If it’s not digital, does it exist?
- “If it isn’t digital, it either doesn’t exist or it doesn’t matter.”
- “The day is coming when all of our fixed visual resources are going to be available digitally. And if they’re not, they don’t count. They don’t count.”
Digitizing all photographs
It is possible to digitize all photographs since there is a finite set of photos from the last 150 years.
- “And now we can—you can’t not get up in front of people and say, well, in a decade maybe all the photographs are going to be done. They’re easy to do, they’re fun, everybody wants photographs, there’s a finite set—yeah, there’s lots of photographs, but the photographic era is over. Kodak isn’t producing film anymore, nobody’s buying film cameras. We effectively have a 150-year period in which the concept of still photography exists. Why not to say, let’s digitize everything. Like Google did every book. Just do it all.”
The marginalization of smaller organizations
Libraries can collaborate with smaller organizations, e.g. historical societies, to digitize and preserve their materials and thereby broaden their reach.
- “I worry about marginalization of the smaller organizations that want to be and are online but are highly selective. They’ve—they’ve got 27 things on their website.

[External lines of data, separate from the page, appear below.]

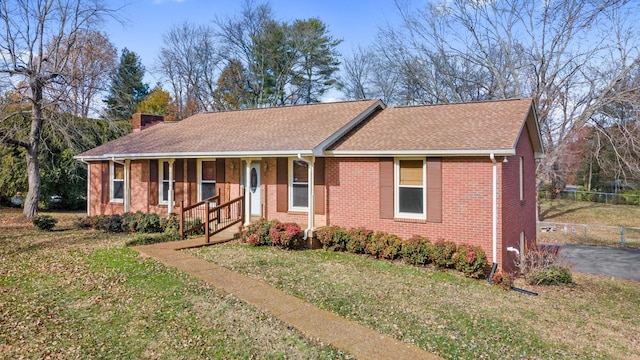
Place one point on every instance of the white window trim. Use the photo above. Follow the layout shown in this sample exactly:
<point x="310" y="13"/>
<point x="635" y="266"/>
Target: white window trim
<point x="396" y="192"/>
<point x="112" y="180"/>
<point x="161" y="181"/>
<point x="200" y="181"/>
<point x="290" y="180"/>
<point x="521" y="177"/>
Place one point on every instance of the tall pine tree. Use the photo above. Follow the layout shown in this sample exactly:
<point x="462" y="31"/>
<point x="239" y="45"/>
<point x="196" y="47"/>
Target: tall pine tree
<point x="127" y="88"/>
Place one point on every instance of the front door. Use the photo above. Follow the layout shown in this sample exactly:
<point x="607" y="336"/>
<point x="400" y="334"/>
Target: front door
<point x="254" y="189"/>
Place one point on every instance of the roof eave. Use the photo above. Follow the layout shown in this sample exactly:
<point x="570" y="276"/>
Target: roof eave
<point x="444" y="153"/>
<point x="198" y="155"/>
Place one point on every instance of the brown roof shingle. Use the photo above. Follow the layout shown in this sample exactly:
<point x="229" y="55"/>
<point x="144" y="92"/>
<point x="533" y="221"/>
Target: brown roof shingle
<point x="465" y="127"/>
<point x="261" y="131"/>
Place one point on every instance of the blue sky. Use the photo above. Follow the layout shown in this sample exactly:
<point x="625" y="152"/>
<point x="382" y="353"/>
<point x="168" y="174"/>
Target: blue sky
<point x="354" y="21"/>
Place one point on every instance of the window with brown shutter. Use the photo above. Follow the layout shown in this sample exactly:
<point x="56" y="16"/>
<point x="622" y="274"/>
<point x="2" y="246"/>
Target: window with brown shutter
<point x="153" y="182"/>
<point x="434" y="190"/>
<point x="282" y="180"/>
<point x="386" y="188"/>
<point x="318" y="187"/>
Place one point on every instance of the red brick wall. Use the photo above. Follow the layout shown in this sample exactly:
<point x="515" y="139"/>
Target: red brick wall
<point x="519" y="216"/>
<point x="353" y="197"/>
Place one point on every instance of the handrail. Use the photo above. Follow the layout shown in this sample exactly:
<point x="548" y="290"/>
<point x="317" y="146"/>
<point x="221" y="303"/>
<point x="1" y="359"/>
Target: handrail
<point x="190" y="214"/>
<point x="232" y="215"/>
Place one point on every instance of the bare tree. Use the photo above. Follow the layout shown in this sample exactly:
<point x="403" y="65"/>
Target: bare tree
<point x="88" y="69"/>
<point x="190" y="60"/>
<point x="567" y="55"/>
<point x="35" y="45"/>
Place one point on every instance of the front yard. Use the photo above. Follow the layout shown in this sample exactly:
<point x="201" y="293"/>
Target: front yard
<point x="83" y="294"/>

And there’s lots of other good stuff.”
- “Every—every one of these organizations either was founded or continues to exist because its collections resonate with someone. And there’s always something interesting and good in every one of these—they’re all valuable.”
- “That’s why I’m a proponent of large-scale digitization as an antidote to historical skewing.”
- “The more that we can do this collaboratively, the more that we can—push the costs down and do—and be realistic about the quality requirements, the more we can get done. And the more we can get done, the broader the reach. We can reach into the smaller organizations. We can reach deeper into collections that aren’t considered treasures, they’re just considered good stuff.”
Historical and cultural skewing due to digitization
What happens when a young person’s knowledge is based only on what he or she can find online? Their view of the world will be defined by what they find online.
- “And then there’s the skewing of our view of what history is all about. If the histories get written, if my high school son is going to write a history paper and it’s only stuff that he can find online, if a doctoral student is going to choose a dissertation topic because he or she has found an invaluable resource of newly digitized records and it makes it possible to do this dissertation without spending 18 months in Tanzania, okay. So then that collection is going to define Tanzania. That dissertation, that book, those articles.”
- “I worry about our grandchildren coming up with their high school textbooks, their view of the world, which is going to be written by people who write digitally.”
- “Documentary films are being made because the material can be made available digitally. Music videos, the online environment and then formal histories, English literature, on and on.”
- “So I, at the meta-level, I’m very worried about a kind of cultural skewing that is almost inexorably driven by digitization.”
- “That’s why I’m a proponent of large-scale digitization as an antidote to historical skewing.”